As I sat there totally frustrated I looked around and questioned the passiveness of those around me. Had this been the U.S or even Colombia, passengers would have lost it one hour into the whole ordeal. But no, the people around me were just sitting there, taking it. I was clearly the only one claiming some sort of right as a passenger to at least know what was going on. Every one else just sat there and waited without complain, except one lady who was evidently frustrated but did nothing about it besides commenting it with me.
I went from being frustrated to simply accept that is how things were going to be and then started processing the scene before my eyes. I realized I was living a day in the life of many Bolivians. Sadly this is what they are used to. It was a clear abuse, but they took it without complain. Why wouldn’t they? I thought. Their way of life is the result of hundreds of years of abuse. Why would they think they have the right to complain to a bus driver about being stuck on the same place for five and a half hours while everyone else isn’t? When they have been robbed of their land, their culture and their identity for hundreds of years. What would make them think is not OK to get different treatment than everyone else, if all their lives they’ve been considered second class citizens for being of indigenous descent? Why? With that though I took a deep breath and was thankful for having had the life I’ve had, but tearful for realizing the cruel reality of others’.

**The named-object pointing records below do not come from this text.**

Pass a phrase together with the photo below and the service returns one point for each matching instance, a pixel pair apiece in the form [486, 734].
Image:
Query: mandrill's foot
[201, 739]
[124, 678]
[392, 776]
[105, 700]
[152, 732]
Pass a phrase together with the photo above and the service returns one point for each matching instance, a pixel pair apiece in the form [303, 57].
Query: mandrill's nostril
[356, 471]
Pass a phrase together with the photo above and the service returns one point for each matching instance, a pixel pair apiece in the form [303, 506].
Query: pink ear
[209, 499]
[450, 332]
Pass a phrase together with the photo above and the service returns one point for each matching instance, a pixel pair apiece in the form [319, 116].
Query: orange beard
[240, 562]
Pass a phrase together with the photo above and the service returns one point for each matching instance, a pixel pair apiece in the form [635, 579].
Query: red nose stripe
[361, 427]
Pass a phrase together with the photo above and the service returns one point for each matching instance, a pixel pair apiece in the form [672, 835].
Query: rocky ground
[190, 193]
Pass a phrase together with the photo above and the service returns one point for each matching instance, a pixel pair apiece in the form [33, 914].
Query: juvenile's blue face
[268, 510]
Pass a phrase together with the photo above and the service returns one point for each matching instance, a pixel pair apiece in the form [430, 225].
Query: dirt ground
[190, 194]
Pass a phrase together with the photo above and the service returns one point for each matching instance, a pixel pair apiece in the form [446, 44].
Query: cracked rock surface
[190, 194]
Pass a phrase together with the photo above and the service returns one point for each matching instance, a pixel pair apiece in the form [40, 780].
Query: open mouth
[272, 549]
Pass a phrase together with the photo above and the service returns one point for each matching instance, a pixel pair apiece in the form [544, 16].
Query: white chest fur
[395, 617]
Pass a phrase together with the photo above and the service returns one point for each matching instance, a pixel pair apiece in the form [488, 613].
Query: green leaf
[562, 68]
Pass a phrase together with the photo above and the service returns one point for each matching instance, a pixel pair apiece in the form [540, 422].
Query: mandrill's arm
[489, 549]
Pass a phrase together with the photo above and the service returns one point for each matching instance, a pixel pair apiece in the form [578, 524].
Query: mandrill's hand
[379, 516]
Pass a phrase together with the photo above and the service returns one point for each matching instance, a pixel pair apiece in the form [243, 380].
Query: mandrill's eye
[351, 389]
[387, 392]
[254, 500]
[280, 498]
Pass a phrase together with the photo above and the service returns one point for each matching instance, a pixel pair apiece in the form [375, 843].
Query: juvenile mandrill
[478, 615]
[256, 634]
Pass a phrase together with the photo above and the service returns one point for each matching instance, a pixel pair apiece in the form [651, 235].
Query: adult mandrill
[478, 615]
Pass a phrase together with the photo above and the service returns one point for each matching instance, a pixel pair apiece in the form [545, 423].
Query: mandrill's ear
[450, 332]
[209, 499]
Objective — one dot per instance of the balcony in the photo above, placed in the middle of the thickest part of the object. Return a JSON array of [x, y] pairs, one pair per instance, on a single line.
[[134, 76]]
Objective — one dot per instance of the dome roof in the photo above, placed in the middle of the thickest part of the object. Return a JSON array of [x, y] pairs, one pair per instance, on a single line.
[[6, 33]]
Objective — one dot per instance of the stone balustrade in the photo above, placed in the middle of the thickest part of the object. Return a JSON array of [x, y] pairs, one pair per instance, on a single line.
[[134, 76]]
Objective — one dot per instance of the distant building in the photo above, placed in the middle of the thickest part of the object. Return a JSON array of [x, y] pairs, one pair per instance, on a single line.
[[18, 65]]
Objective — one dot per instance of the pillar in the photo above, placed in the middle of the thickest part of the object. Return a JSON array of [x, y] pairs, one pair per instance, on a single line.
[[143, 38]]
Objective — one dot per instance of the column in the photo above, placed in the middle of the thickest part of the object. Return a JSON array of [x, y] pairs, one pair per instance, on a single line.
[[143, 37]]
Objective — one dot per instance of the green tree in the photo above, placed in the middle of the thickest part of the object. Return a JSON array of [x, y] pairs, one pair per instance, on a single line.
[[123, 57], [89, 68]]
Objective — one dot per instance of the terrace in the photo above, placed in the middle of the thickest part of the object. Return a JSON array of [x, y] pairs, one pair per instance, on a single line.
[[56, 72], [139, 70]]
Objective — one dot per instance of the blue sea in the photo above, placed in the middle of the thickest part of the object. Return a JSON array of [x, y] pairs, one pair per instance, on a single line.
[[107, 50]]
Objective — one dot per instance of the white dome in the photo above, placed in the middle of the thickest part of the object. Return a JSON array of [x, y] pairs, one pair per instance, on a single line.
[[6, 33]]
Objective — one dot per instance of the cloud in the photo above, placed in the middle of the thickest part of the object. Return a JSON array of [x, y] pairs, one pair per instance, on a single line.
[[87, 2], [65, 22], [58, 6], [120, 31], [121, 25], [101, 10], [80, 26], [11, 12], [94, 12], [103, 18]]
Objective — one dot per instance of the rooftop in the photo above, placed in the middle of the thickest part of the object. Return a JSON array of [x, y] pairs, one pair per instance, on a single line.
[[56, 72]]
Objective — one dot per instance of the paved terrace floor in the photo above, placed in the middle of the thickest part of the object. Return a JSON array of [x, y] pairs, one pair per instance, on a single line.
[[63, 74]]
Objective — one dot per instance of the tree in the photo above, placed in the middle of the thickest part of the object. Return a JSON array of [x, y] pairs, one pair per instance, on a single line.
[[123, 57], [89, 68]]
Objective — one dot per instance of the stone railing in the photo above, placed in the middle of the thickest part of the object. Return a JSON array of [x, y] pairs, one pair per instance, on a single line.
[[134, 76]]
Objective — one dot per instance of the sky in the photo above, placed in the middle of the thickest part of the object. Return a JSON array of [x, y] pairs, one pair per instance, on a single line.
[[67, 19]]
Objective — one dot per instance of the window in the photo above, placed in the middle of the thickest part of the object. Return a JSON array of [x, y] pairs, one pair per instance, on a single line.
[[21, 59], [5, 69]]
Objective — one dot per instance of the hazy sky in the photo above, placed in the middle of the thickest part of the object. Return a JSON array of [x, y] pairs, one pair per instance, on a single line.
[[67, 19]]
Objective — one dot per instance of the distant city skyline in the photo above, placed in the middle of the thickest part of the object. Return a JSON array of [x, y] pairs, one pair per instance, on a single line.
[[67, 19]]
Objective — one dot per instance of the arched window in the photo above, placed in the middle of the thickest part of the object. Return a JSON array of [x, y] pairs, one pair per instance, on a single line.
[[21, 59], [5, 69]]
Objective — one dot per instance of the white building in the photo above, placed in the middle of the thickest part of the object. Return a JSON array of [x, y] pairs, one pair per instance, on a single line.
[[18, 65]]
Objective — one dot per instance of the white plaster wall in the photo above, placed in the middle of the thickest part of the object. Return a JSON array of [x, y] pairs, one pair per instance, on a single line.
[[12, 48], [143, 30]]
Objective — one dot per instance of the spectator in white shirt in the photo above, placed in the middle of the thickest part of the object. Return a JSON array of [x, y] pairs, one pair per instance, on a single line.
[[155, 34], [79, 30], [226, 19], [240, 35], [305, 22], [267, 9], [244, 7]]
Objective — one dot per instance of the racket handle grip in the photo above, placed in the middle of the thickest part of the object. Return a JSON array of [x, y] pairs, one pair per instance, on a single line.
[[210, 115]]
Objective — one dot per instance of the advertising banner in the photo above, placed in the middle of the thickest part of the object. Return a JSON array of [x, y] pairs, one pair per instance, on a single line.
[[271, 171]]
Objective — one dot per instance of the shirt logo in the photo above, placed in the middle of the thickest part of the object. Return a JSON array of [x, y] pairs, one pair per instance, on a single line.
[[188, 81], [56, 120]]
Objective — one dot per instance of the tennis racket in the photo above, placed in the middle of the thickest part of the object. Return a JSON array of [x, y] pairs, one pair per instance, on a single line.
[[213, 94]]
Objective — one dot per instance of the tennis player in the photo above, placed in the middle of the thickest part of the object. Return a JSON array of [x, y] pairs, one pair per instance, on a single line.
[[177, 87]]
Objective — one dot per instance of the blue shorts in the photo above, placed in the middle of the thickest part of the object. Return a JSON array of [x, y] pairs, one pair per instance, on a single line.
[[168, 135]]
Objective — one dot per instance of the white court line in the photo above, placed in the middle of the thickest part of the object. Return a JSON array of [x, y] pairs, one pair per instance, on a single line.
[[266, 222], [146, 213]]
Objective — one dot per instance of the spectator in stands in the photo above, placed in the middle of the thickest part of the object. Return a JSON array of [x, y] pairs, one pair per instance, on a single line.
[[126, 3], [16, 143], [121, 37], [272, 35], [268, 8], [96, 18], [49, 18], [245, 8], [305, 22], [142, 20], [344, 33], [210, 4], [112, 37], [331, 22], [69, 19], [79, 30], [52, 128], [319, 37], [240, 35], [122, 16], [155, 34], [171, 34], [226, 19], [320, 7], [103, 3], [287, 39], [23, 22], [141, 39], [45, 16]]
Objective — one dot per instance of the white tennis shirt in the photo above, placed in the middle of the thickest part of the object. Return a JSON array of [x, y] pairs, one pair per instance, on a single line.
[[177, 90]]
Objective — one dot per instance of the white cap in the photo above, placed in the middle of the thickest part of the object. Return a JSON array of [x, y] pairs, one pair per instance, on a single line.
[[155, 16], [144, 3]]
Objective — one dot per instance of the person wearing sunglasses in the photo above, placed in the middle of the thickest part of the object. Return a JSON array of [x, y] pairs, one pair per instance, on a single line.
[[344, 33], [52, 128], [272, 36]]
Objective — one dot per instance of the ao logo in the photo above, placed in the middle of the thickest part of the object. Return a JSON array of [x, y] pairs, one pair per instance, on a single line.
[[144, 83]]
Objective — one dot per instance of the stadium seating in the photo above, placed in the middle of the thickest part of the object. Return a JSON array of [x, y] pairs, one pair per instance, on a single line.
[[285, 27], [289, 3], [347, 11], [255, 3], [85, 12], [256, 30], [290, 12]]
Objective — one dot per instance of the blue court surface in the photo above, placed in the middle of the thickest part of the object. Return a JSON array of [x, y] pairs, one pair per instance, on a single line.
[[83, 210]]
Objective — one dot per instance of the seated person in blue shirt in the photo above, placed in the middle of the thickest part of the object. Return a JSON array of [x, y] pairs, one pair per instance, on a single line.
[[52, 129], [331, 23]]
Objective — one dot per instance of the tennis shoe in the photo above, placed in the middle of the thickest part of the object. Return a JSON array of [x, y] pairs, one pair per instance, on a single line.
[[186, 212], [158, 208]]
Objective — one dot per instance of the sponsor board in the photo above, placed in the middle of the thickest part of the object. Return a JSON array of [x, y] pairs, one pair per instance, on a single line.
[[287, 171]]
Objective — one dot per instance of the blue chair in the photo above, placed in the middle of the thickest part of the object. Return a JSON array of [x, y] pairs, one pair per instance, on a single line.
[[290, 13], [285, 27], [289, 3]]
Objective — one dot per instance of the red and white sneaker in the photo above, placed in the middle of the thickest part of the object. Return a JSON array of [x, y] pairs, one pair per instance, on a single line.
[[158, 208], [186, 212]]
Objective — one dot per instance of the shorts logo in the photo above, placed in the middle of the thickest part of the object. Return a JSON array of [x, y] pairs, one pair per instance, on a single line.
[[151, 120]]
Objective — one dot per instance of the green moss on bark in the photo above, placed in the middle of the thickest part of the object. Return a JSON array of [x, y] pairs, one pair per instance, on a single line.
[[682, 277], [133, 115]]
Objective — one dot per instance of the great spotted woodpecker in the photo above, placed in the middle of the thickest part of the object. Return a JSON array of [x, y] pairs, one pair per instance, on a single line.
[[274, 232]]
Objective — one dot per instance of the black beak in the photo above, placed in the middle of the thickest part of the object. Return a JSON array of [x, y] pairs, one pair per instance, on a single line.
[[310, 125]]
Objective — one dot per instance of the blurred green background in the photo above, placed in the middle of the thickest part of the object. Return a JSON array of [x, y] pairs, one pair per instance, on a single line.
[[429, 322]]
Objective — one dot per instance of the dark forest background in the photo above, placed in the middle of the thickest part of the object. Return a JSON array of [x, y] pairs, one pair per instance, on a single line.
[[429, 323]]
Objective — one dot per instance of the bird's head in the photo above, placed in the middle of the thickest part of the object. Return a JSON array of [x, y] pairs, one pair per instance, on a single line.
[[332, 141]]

In the end everything went better than expected because although it took me around 40 hours to get to my destination I was happy to have lived that experience. I came to South America to see life as it is, not to pass by and simply get a superficial, touristy view of the place. So this was just a tiny part of what reality is for many on this land and I was lucky to get that perspective. Therefore, I have nothing to complain about. I am very fortunate in many ways. And for that I am thankful.